3. Energy Bars: Energy bars often contain a great deal of sugar with some added protein or fiber. I often make my own at home (get our recipe here for homemade energy bars) and control exactly what goes in them, so I feel good about this decision, but Tallmadge raises a good point about becoming aware of the ingredients in these bars, and noticing how much sugar is in each one.

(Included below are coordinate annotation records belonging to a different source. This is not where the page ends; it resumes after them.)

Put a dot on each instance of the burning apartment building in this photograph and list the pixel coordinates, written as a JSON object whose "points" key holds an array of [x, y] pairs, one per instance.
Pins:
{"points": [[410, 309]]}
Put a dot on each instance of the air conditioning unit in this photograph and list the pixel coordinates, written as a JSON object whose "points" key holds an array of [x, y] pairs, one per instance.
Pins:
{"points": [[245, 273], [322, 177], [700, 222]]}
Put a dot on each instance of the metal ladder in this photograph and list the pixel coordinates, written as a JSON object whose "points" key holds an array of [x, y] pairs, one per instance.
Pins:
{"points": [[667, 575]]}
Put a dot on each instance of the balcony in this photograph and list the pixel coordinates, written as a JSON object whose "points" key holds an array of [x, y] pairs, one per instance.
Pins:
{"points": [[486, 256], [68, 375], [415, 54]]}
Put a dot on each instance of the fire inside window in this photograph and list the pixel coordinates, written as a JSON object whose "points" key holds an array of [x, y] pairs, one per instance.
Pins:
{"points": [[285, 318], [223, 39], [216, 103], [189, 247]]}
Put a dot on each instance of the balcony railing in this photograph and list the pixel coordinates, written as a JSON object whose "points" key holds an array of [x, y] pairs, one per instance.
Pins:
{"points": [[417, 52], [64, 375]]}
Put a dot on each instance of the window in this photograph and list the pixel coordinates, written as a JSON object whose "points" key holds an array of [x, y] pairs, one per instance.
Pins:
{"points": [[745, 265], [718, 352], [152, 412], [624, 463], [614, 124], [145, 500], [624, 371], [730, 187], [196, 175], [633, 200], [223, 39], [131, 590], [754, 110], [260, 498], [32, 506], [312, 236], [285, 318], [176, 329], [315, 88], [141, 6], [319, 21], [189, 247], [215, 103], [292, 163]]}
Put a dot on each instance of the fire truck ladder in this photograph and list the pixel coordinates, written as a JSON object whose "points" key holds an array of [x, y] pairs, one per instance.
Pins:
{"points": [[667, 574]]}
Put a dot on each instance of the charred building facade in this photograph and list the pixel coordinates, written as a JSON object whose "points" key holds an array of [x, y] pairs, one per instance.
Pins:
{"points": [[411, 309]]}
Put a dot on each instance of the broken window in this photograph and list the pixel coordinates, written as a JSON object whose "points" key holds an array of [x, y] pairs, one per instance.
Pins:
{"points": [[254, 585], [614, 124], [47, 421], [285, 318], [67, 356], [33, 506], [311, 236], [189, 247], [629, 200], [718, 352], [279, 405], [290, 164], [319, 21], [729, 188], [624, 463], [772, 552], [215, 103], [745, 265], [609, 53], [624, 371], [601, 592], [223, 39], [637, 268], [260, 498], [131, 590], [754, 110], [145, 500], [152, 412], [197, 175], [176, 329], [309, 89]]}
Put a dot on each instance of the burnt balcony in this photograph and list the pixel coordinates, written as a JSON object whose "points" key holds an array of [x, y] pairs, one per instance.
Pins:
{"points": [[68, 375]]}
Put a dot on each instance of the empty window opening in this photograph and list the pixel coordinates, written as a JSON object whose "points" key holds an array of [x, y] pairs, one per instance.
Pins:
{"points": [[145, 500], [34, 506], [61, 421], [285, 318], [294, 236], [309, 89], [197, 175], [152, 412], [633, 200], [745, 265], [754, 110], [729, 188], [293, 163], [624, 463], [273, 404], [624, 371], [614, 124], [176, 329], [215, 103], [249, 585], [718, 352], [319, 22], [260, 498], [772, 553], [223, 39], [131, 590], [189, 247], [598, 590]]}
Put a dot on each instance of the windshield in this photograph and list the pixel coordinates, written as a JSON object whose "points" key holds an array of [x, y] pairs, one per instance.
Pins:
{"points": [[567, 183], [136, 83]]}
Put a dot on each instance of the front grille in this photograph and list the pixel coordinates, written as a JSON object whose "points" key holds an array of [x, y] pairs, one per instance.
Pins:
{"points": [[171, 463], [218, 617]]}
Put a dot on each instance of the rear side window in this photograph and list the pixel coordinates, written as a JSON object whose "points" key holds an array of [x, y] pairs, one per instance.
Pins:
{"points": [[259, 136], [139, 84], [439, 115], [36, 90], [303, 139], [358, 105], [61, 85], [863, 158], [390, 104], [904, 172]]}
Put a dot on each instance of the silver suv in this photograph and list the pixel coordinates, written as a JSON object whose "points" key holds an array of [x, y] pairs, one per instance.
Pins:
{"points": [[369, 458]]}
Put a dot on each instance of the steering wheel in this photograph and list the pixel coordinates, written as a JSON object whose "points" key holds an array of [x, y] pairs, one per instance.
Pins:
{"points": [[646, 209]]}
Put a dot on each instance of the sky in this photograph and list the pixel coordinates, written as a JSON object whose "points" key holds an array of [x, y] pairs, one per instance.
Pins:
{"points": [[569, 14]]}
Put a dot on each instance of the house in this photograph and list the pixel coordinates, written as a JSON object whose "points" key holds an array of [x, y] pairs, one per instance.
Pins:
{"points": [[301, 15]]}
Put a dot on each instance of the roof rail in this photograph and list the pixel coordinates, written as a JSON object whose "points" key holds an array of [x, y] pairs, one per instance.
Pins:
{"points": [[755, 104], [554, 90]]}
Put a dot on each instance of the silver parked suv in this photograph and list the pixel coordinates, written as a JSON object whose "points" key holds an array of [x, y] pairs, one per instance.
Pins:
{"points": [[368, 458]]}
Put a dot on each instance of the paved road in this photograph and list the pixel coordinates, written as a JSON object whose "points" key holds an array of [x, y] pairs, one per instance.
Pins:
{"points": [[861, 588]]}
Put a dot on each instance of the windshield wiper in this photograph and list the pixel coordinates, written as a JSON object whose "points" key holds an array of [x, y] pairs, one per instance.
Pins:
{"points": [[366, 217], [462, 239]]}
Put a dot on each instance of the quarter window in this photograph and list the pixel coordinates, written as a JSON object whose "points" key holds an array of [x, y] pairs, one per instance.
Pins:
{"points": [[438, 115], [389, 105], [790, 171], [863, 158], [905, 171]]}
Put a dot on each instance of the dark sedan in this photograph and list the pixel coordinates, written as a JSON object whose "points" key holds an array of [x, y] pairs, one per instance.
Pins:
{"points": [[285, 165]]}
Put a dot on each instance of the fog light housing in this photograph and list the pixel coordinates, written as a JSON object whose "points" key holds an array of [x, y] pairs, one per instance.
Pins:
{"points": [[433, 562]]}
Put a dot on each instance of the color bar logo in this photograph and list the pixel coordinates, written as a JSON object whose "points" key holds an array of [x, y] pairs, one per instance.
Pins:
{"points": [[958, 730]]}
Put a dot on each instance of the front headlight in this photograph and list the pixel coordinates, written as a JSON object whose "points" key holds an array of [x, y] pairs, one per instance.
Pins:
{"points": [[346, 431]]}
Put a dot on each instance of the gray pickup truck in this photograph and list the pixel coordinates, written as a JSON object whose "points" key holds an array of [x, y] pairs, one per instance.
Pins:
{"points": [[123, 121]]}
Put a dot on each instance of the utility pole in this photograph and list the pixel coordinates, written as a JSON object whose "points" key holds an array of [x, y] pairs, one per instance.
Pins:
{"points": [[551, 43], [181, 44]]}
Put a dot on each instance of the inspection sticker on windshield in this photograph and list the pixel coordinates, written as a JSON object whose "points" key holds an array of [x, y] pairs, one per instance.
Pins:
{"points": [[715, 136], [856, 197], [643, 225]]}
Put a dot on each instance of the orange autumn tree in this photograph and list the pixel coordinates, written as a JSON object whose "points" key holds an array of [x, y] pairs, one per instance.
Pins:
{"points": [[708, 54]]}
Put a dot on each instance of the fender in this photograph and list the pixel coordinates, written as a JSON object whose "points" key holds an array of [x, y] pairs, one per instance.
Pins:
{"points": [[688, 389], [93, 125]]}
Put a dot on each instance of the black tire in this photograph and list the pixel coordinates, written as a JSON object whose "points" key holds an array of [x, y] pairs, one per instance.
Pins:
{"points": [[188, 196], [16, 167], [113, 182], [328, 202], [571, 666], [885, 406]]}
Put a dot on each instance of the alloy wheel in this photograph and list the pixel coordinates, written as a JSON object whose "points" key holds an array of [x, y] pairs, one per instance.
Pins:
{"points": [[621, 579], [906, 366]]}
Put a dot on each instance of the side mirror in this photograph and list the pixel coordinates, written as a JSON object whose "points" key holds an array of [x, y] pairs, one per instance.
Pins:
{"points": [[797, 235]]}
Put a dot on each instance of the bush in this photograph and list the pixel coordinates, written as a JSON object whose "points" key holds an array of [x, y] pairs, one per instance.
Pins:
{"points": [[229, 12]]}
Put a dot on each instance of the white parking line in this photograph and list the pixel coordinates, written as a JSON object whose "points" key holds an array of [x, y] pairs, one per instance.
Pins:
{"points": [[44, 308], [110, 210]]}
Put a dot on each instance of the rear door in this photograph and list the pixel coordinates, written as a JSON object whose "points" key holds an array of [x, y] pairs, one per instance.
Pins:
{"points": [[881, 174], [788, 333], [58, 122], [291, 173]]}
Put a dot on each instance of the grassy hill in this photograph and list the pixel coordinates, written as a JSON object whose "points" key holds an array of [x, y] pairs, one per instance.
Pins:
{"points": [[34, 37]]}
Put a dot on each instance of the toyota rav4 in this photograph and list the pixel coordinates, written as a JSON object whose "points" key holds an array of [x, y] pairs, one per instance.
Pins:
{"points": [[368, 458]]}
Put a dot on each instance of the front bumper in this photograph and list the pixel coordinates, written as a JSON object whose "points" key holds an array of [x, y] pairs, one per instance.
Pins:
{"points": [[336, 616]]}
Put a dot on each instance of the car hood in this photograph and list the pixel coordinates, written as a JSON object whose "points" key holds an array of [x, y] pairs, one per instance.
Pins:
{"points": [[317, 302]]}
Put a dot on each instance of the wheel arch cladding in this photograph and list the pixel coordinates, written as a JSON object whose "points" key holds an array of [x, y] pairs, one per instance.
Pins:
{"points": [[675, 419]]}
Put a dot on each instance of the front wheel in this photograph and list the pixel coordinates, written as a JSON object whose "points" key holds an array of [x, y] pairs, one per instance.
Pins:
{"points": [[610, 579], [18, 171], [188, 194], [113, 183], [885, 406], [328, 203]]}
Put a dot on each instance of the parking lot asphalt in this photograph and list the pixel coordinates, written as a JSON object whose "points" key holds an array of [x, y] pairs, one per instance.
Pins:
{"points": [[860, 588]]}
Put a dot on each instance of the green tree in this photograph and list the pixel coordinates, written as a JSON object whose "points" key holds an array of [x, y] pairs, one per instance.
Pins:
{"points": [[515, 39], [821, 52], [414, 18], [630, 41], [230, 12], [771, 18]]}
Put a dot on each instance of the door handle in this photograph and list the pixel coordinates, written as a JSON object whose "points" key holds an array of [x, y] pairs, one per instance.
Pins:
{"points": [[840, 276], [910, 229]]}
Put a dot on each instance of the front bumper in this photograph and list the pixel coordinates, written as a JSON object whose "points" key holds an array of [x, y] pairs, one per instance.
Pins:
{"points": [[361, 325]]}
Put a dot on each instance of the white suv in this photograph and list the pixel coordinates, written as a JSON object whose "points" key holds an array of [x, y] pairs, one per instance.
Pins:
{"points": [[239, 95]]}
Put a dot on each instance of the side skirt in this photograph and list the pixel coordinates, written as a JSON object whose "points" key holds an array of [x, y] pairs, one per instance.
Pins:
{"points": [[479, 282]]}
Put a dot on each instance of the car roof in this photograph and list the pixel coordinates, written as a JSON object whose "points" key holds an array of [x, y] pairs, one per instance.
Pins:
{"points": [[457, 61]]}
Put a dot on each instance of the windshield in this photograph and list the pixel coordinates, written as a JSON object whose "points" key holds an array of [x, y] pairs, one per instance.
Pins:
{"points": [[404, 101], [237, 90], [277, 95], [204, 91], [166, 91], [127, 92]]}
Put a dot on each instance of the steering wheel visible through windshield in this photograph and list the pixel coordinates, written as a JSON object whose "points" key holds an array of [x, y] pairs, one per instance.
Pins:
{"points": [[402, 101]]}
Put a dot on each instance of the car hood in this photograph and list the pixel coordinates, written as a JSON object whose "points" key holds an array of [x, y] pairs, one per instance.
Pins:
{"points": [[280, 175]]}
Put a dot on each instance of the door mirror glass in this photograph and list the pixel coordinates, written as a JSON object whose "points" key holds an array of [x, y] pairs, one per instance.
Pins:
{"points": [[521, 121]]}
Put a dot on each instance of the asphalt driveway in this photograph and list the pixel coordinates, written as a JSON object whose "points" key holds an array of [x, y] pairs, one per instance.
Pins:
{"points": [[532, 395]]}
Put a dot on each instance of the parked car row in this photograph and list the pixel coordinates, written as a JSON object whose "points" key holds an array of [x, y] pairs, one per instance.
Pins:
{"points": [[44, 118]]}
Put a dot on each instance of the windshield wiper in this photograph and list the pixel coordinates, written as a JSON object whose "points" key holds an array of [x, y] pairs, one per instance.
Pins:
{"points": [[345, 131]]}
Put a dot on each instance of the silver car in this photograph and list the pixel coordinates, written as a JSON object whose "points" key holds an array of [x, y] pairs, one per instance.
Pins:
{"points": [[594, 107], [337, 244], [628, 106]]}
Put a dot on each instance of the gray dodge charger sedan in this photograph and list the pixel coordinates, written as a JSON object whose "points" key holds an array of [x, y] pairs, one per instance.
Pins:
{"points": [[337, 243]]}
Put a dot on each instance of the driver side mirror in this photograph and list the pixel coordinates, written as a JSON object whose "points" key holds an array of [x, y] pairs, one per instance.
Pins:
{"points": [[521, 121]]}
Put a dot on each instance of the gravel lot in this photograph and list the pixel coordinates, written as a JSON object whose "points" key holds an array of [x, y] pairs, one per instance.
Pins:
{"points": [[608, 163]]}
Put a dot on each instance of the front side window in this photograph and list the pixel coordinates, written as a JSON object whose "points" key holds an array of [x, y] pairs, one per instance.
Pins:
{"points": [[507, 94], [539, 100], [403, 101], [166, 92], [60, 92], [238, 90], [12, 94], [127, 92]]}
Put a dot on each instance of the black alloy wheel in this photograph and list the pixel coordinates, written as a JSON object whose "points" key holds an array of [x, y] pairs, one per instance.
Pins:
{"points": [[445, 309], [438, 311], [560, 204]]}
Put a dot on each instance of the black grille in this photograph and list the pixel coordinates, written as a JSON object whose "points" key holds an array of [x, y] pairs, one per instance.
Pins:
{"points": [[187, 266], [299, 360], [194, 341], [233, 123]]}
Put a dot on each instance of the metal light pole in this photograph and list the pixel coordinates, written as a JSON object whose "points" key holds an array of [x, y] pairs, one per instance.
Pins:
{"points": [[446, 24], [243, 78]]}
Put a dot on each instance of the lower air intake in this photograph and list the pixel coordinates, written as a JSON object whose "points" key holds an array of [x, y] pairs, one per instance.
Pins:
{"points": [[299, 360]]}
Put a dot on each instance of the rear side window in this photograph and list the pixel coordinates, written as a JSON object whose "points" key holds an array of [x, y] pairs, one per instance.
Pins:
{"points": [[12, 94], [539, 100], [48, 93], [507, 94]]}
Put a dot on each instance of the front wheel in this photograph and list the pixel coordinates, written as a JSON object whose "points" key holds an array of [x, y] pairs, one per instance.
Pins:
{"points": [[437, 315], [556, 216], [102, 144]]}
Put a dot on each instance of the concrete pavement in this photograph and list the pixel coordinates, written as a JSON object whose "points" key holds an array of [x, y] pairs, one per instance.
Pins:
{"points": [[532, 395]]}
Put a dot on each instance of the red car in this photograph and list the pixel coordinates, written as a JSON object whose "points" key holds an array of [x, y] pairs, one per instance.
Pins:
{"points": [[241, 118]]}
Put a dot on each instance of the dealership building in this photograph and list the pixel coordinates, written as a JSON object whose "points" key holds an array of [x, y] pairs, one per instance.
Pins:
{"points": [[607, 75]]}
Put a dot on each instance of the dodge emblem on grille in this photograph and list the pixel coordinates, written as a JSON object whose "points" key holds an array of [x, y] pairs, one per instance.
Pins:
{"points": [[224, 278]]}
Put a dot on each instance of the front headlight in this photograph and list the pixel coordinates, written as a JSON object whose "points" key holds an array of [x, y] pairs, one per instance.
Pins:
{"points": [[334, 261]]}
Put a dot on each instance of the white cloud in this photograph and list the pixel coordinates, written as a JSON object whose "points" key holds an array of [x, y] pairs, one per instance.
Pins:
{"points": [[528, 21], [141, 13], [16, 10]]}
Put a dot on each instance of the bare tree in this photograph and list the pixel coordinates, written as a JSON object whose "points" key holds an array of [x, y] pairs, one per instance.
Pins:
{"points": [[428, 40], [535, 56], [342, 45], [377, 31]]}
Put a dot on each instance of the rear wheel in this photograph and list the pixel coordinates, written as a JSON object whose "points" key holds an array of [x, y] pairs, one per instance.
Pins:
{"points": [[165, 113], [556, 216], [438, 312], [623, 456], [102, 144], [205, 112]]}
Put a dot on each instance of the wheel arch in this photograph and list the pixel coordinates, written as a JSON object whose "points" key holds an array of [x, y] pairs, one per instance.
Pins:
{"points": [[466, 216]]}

4. Multi-Grain Foods Multi-grain foods are another lesson in analyzing verbiage on your packages of crackers, pastas and breads. “Multi-grain” doesn’t always mean “whole grain” and the latter is really what you want to shoot for if you’re looking to minimize the refined flours and grains in your diet and boost it with whole grain fiber, protein and amino acids. Tallmadge suggests ensuring that the whole grain is the first ingredient listed in packaged foods (i.e. a box of flavored oatmeal would have “rolled oats” as the main ingredient; a loaf of rye bread would contain rye flour as the first ingredient).
5. Non-Fried Chips and Crackers : While avoiding fried foods is something we’ve all been told is a wise move, loading up on baked chips and crackers isn’t always the best solution. Tallmadge notes that “most are made with refined grain or starch, which provide plenty of calories and few nutrients.” Instead, she suggests searching for whole-grain crackers like Wasa of Finn Crisp for a nutritious, low-sodium option.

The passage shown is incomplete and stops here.